Una pareja de Henderson quiere reunir a cinco hermanos y necesita ampliar su casa

Imagen: infobae
Una pareja de Henderson adoptó a tres hermanos y ahora busca ampliar su casa para recibir a otros dos niños del mismo grupo familiar. El caso expone los desafíos económicos y burocráticos que enfrentan muchas familias adoptivas en Argentina.
Marina Casella y Ángel Mangas, una pareja de Henderson, en la provincia de Buenos Aires, atraviesan una etapa decisiva: ya adoptaron a tres hermanos y ahora esperan el juicio que les permita avanzar con la documentación de tenencia de otros dos chicos del mismo núcleo familiar. El objetivo es mantener unidos a los cinco, pero para eso necesitan recursos para ampliar la vivienda y acondicionarla a la nueva realidad de la familia. La historia vuelve a poner sobre la mesa una verdad incómoda: en Argentina, muchas veces el amor alcanza, pero no alcanza solo.
Según informó infobae, la pareja ya logró incorporar a su hogar a dos nenas y un nene, y ahora busca concretar la adopción de dos varones más para que los cinco hermanos no vuelvan a separarse. El pedido no es menor. Reunificar a un grupo de hermanos exige no solo voluntad afectiva, sino también capacidad material, estabilidad habitacional y un proceso judicial que suele extenderse más de lo que las familias imaginan. En este caso, la urgencia es concreta: necesitan dinero para agrandar la casa y preparar habitaciones, espacios y condiciones de vida acordes para recibir a todos.
El caso de Casella y Mangas revela una de las tensiones más sensibles del sistema de adopción: la distancia entre el discurso institucional sobre el derecho de niños y niñas a crecer en familia y la realidad cotidiana de quienes deciden abrir su hogar.

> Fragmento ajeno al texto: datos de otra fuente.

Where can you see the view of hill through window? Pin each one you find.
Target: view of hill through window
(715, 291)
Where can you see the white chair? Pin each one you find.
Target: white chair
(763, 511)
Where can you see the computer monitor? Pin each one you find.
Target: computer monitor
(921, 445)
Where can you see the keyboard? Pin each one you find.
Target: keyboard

En la práctica, las familias adoptivas suelen enfrentar gastos de obra, mudanza, trámites y adaptación emocional sin acompañamiento suficiente. Por eso esta historia importa más allá de Henderson. Habla de políticas públicas, de la necesidad de acelerar procesos judiciales y de un Estado que no siempre ofrece las herramientas para que la adopción no dependa solo del esfuerzo privado. Cuando una familia intenta sostener juntos a cinco hermanos, lo que está en juego no es solo una casa más grande: es el derecho de esos chicos a crecer sin volver a perderse entre sí.

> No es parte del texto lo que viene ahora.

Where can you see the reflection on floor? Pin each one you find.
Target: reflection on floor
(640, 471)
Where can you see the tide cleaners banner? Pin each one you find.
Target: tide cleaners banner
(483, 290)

Mientras esperan la definición judicial, Marina y Ángel se mueven entre la expectativa y la incertidumbre. Su caso deja una imagen potente: la de una familia que ya tomó una decisión afectiva enorme, pero que ahora necesita apoyo concreto para que esa decisión pueda convertirse en una vida compartida y estable. En un país donde tantos niños siguen esperando una oportunidad, historias como esta muestran que adoptar no termina en la sentencia; recién ahí empieza el verdadero desafío.